Image Credit: Sanjo, Wikimedia Commons.

What shifted global attention was not a regulation or a report, but a photograph. W. Eugene Smith’s Tomoko Uemura in Her Bath transformed environmental harm from data into truth, mobilising international outrage and legal action — tragically late, but finally unavoidable.

Without that moment of awareness, the crime might have remained obscured indefinitely. This is the power of awareness: it turns invisible harm into collective responsibility.

At its core, awareness is inseparable from data and data has the potential to transform awareness into action.

This relationship is not one-directional. Once awareness is established, it actively generates more data. It prompts further inquiry, deeper analysis, and additional documentation that reveal dimensions previously unseen or unacknowledged.

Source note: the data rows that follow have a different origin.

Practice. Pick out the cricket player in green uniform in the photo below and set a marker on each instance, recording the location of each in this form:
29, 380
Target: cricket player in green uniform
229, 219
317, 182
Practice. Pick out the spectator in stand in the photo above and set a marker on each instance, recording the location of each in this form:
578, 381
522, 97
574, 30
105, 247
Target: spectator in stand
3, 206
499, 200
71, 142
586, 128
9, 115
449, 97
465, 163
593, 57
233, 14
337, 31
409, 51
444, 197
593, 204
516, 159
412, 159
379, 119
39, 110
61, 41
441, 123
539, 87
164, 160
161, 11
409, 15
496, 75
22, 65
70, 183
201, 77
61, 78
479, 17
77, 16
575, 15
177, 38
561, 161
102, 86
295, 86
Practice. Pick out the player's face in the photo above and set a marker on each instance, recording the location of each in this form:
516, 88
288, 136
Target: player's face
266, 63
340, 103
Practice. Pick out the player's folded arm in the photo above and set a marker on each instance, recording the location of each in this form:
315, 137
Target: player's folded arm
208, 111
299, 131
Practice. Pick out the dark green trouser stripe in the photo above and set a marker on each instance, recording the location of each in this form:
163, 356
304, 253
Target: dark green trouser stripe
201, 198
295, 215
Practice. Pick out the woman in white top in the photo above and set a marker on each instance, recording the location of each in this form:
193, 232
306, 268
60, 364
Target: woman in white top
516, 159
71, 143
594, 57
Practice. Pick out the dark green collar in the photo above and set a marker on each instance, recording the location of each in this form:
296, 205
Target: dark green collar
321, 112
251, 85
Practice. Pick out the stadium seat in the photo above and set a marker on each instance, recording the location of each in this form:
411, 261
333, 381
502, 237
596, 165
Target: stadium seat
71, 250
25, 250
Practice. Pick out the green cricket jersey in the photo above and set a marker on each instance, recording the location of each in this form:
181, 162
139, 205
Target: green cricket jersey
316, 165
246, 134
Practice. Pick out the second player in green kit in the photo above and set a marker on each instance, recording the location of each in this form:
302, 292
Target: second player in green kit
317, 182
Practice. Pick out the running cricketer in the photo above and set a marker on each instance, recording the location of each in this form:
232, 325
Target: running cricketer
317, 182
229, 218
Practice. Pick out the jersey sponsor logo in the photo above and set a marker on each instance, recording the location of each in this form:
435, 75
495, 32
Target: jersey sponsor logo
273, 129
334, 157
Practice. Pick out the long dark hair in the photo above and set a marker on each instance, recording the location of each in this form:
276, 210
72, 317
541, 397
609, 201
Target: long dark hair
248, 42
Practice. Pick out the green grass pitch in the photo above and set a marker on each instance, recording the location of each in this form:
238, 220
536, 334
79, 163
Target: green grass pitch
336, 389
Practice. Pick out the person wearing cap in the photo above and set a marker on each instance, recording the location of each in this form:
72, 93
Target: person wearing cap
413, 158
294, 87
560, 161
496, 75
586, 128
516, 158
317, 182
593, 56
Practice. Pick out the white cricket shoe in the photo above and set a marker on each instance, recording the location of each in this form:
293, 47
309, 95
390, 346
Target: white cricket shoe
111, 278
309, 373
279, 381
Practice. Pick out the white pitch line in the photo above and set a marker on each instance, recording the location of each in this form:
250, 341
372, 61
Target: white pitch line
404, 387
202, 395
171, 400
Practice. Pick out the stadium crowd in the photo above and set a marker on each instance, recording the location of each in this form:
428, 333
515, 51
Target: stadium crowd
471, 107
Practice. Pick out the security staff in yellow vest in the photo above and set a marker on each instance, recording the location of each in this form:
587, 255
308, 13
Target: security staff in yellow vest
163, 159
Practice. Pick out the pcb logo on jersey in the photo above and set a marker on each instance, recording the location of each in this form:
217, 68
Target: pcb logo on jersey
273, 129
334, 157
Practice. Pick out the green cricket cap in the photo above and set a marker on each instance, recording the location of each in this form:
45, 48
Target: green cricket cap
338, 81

And yet, the growth of data and awareness also exposes a deeper failure. Even when harm is visible, measured, and undeniable, it continues. This reveals that the challenge is no longer informational, but relational: we still act as though environmental destruction is separate from human survival.

Ecocide does not begin when destruction becomes visible from space. It begins earlier, in the decisions that determine what forms of harm are tolerated, excused, or normalised.

This is not a claim that every instance of environmental harm is equivalent, nor that scale does not matter. It is a recognition that large-scale destruction becomes possible only because smaller harms are repeatedly permitted to pass without consequence.

Recognising early harm, not as ecocide itself but as a warning signal, is not sentimental. It is strategic and preventative. Law matters here not because it protects every life in isolation, but because it sets limits before patterns of damage become entrenched and irreversible.

If we fail to set credible limits early, we will struggle to enforce them later. And if we succeed, we may yet redefine what counts as “bad enough” before intervention comes too late.